The other thing which caught my eye was that there is something about income levels which is not just intelligence related. I'd need to rummage around in the supplement and the data because this sort of regressing/conditioning stuff can be fragile
They also recapitulate long standing associations between measures of intelligence with psychiatric traits, such as ADHD, Schizophrenia and Autism - income with similar components to intelligence, with this strange positive association with Autism
Stepping back - what does this paper show? For me it shows two big things: (a) there is not much genetic contribution to income - ie, it is broadly valid to regress out/use as a covariate most of the time; be careful though wrt to intelligence/education measures
(b) broadly speaking the unsurprising idea that income is downstream of intelligence/education (duh!) holds up, and this is where a fair chunk of the genetics is flowing, but interesting not all - I think that's worth following up. A sort of "savvy" intelligence?

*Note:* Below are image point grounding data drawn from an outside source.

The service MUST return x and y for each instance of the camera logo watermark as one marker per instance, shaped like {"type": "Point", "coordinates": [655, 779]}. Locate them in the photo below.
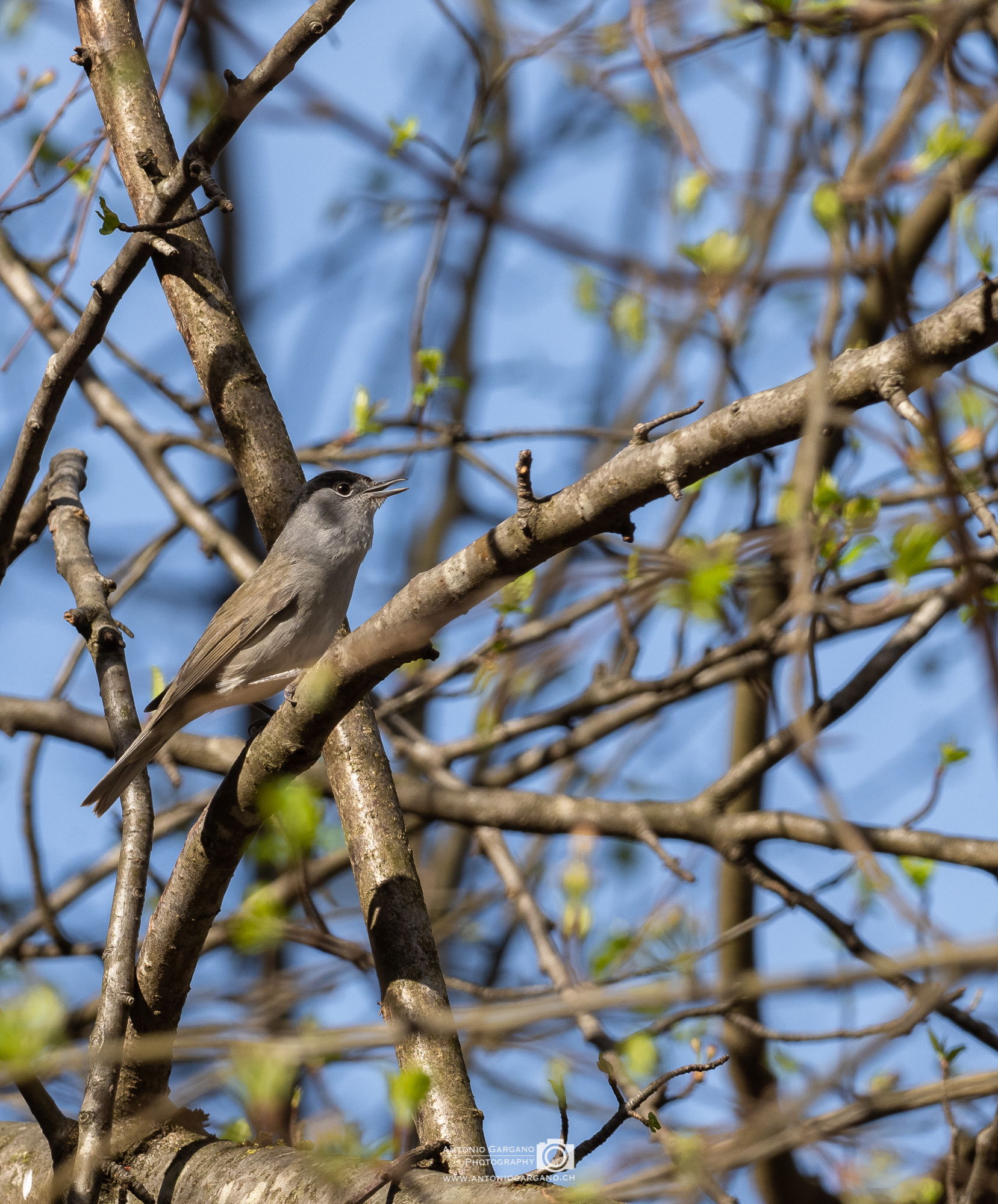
{"type": "Point", "coordinates": [555, 1155]}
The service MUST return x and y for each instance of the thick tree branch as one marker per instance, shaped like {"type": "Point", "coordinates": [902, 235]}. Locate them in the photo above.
{"type": "Point", "coordinates": [92, 619]}
{"type": "Point", "coordinates": [598, 503]}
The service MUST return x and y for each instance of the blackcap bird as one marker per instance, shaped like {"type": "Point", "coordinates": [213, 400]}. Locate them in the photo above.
{"type": "Point", "coordinates": [276, 625]}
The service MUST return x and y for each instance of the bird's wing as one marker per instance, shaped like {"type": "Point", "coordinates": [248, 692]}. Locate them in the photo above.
{"type": "Point", "coordinates": [226, 635]}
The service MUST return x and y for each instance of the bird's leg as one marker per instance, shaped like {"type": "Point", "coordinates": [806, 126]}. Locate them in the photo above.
{"type": "Point", "coordinates": [290, 689]}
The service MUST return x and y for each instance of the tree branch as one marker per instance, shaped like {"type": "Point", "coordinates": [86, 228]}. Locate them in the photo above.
{"type": "Point", "coordinates": [92, 619]}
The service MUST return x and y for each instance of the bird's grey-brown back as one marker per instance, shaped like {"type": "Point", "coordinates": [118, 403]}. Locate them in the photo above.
{"type": "Point", "coordinates": [275, 625]}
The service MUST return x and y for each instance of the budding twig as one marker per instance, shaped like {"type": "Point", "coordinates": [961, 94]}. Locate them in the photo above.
{"type": "Point", "coordinates": [643, 430]}
{"type": "Point", "coordinates": [526, 501]}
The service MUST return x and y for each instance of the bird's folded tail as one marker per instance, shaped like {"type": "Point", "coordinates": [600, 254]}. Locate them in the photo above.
{"type": "Point", "coordinates": [132, 763]}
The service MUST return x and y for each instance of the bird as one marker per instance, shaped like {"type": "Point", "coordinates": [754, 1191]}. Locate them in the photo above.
{"type": "Point", "coordinates": [274, 627]}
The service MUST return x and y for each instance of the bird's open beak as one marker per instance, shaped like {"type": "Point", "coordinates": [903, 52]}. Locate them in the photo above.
{"type": "Point", "coordinates": [381, 489]}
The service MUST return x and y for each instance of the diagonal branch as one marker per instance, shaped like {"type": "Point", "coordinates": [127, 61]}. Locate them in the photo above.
{"type": "Point", "coordinates": [92, 619]}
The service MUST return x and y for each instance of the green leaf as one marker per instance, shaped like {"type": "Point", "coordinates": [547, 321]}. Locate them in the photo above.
{"type": "Point", "coordinates": [158, 681]}
{"type": "Point", "coordinates": [295, 810]}
{"type": "Point", "coordinates": [973, 406]}
{"type": "Point", "coordinates": [576, 920]}
{"type": "Point", "coordinates": [429, 362]}
{"type": "Point", "coordinates": [557, 1071]}
{"type": "Point", "coordinates": [708, 573]}
{"type": "Point", "coordinates": [587, 291]}
{"type": "Point", "coordinates": [639, 1055]}
{"type": "Point", "coordinates": [921, 1190]}
{"type": "Point", "coordinates": [827, 208]}
{"type": "Point", "coordinates": [720, 255]}
{"type": "Point", "coordinates": [643, 113]}
{"type": "Point", "coordinates": [515, 598]}
{"type": "Point", "coordinates": [364, 414]}
{"type": "Point", "coordinates": [912, 547]}
{"type": "Point", "coordinates": [859, 512]}
{"type": "Point", "coordinates": [407, 1091]}
{"type": "Point", "coordinates": [238, 1132]}
{"type": "Point", "coordinates": [402, 133]}
{"type": "Point", "coordinates": [610, 952]}
{"type": "Point", "coordinates": [827, 494]}
{"type": "Point", "coordinates": [263, 1078]}
{"type": "Point", "coordinates": [633, 570]}
{"type": "Point", "coordinates": [111, 221]}
{"type": "Point", "coordinates": [918, 870]}
{"type": "Point", "coordinates": [784, 1063]}
{"type": "Point", "coordinates": [688, 193]}
{"type": "Point", "coordinates": [945, 143]}
{"type": "Point", "coordinates": [431, 359]}
{"type": "Point", "coordinates": [260, 923]}
{"type": "Point", "coordinates": [856, 550]}
{"type": "Point", "coordinates": [950, 753]}
{"type": "Point", "coordinates": [31, 1024]}
{"type": "Point", "coordinates": [627, 318]}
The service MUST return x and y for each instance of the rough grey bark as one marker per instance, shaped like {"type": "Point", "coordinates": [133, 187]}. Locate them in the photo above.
{"type": "Point", "coordinates": [403, 946]}
{"type": "Point", "coordinates": [602, 501]}
{"type": "Point", "coordinates": [268, 468]}
{"type": "Point", "coordinates": [184, 1168]}
{"type": "Point", "coordinates": [92, 618]}
{"type": "Point", "coordinates": [222, 356]}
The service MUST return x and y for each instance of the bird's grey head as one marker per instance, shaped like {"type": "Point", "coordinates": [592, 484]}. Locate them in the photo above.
{"type": "Point", "coordinates": [338, 507]}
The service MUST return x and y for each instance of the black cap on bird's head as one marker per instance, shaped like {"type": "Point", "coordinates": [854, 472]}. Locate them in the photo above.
{"type": "Point", "coordinates": [346, 485]}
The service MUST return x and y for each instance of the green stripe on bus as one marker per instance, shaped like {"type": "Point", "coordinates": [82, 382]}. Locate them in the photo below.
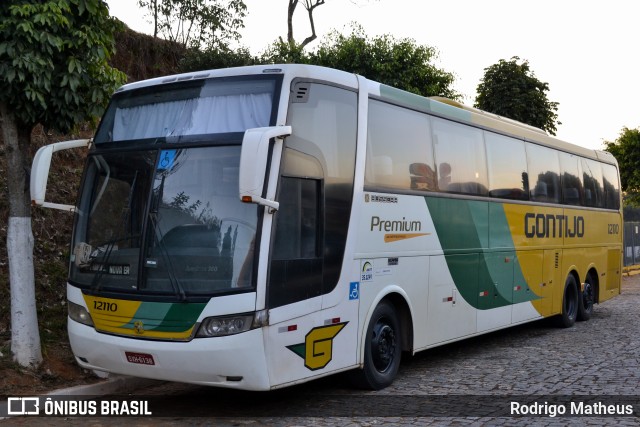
{"type": "Point", "coordinates": [167, 317]}
{"type": "Point", "coordinates": [479, 251]}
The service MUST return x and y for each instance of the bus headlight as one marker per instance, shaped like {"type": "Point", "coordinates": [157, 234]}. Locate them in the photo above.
{"type": "Point", "coordinates": [222, 326]}
{"type": "Point", "coordinates": [80, 314]}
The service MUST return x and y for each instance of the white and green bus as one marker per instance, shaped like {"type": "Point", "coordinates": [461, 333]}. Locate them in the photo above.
{"type": "Point", "coordinates": [263, 226]}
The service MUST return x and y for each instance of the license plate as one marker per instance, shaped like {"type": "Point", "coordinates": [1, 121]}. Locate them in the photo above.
{"type": "Point", "coordinates": [140, 358]}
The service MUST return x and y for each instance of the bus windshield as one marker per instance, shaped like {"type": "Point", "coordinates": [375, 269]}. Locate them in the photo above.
{"type": "Point", "coordinates": [164, 222]}
{"type": "Point", "coordinates": [159, 212]}
{"type": "Point", "coordinates": [188, 111]}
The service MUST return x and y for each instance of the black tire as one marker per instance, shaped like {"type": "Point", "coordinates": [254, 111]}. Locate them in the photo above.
{"type": "Point", "coordinates": [570, 302]}
{"type": "Point", "coordinates": [382, 350]}
{"type": "Point", "coordinates": [587, 299]}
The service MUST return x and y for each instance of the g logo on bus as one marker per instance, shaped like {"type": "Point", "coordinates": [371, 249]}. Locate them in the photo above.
{"type": "Point", "coordinates": [138, 326]}
{"type": "Point", "coordinates": [317, 348]}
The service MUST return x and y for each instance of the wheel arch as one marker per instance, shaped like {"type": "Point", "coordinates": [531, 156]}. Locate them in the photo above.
{"type": "Point", "coordinates": [593, 273]}
{"type": "Point", "coordinates": [396, 296]}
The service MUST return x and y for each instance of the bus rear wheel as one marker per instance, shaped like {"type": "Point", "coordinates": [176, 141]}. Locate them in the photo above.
{"type": "Point", "coordinates": [587, 299]}
{"type": "Point", "coordinates": [570, 303]}
{"type": "Point", "coordinates": [382, 350]}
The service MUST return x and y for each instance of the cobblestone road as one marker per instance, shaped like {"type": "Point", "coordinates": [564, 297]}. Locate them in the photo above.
{"type": "Point", "coordinates": [593, 361]}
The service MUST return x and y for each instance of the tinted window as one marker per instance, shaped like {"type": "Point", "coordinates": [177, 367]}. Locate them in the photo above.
{"type": "Point", "coordinates": [314, 212]}
{"type": "Point", "coordinates": [611, 186]}
{"type": "Point", "coordinates": [460, 158]}
{"type": "Point", "coordinates": [572, 191]}
{"type": "Point", "coordinates": [507, 167]}
{"type": "Point", "coordinates": [399, 150]}
{"type": "Point", "coordinates": [544, 174]}
{"type": "Point", "coordinates": [592, 181]}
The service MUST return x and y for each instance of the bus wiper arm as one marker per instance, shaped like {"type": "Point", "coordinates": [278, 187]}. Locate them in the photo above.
{"type": "Point", "coordinates": [175, 283]}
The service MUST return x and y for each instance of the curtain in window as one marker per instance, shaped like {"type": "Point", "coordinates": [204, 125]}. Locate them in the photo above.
{"type": "Point", "coordinates": [216, 114]}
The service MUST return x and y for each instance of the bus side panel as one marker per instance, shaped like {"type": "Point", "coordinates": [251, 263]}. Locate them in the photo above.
{"type": "Point", "coordinates": [312, 345]}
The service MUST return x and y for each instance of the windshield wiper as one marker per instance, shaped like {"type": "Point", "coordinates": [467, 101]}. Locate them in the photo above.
{"type": "Point", "coordinates": [103, 253]}
{"type": "Point", "coordinates": [175, 283]}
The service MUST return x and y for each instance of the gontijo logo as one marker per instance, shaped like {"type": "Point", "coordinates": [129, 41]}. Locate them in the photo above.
{"type": "Point", "coordinates": [317, 348]}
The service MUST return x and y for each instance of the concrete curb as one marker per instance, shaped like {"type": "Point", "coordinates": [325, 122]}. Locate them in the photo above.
{"type": "Point", "coordinates": [115, 384]}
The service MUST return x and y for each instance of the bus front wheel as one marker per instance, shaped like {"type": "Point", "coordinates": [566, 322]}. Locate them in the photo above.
{"type": "Point", "coordinates": [382, 349]}
{"type": "Point", "coordinates": [570, 303]}
{"type": "Point", "coordinates": [587, 299]}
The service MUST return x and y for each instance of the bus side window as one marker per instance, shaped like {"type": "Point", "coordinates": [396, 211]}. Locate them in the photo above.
{"type": "Point", "coordinates": [543, 170]}
{"type": "Point", "coordinates": [611, 187]}
{"type": "Point", "coordinates": [296, 265]}
{"type": "Point", "coordinates": [399, 149]}
{"type": "Point", "coordinates": [572, 191]}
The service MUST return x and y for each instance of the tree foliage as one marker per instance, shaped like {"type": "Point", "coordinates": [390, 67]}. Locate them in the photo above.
{"type": "Point", "coordinates": [199, 24]}
{"type": "Point", "coordinates": [626, 150]}
{"type": "Point", "coordinates": [214, 58]}
{"type": "Point", "coordinates": [309, 6]}
{"type": "Point", "coordinates": [53, 61]}
{"type": "Point", "coordinates": [511, 89]}
{"type": "Point", "coordinates": [54, 72]}
{"type": "Point", "coordinates": [400, 63]}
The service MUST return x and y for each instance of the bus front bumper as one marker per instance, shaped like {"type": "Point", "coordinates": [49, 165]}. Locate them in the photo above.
{"type": "Point", "coordinates": [235, 361]}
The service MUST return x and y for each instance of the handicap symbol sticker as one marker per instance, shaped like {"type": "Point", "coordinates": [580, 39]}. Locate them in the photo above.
{"type": "Point", "coordinates": [354, 291]}
{"type": "Point", "coordinates": [167, 158]}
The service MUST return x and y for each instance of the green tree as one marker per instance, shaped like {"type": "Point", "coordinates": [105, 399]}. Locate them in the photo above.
{"type": "Point", "coordinates": [54, 72]}
{"type": "Point", "coordinates": [511, 89]}
{"type": "Point", "coordinates": [401, 63]}
{"type": "Point", "coordinates": [626, 150]}
{"type": "Point", "coordinates": [213, 58]}
{"type": "Point", "coordinates": [197, 23]}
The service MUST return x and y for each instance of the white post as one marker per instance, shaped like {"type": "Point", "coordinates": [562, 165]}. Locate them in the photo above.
{"type": "Point", "coordinates": [25, 337]}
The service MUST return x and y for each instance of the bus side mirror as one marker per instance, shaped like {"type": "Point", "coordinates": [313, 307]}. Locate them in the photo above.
{"type": "Point", "coordinates": [253, 163]}
{"type": "Point", "coordinates": [40, 172]}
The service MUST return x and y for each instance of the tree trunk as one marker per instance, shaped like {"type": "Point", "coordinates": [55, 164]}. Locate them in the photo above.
{"type": "Point", "coordinates": [25, 337]}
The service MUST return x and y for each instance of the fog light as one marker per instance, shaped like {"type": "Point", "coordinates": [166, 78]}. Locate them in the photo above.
{"type": "Point", "coordinates": [222, 326]}
{"type": "Point", "coordinates": [79, 314]}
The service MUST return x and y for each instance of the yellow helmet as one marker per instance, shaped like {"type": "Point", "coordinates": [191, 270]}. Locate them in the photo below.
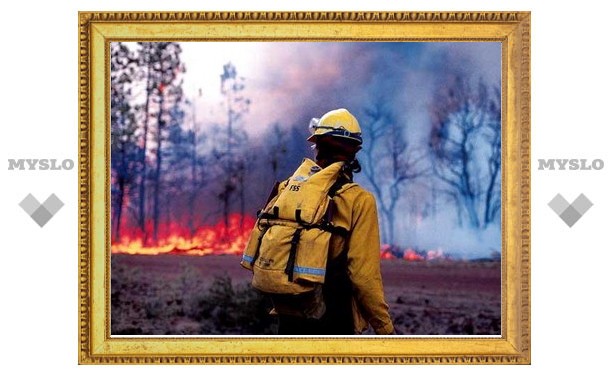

Remember that in this world of common variation, if there are variants that increase the risk of diseases like... schizophrenia, and if these diseases reduce education and income levels (no surprise!) then this paper is ... to be expected.
Could the authors do better in explanation? There is a healthy discussion in the paper but not enough context in my view. I think the paper would have been better with the 7% number in the abstract and more framing on modest (but important to know about) effects.
It should go without saying given that I am confident there is no good evidence of genetics underlying differences in intelligence between ethnic groups that this is even further "downstream" of intelligence and *absolutely nothing in this paper* speaks ethnic group difference
The authors state this (in more science speak) in the discussion but for sure someone is going to just stick the title on some mad part of the internet. This is why geneticists in this area have to up their communication game!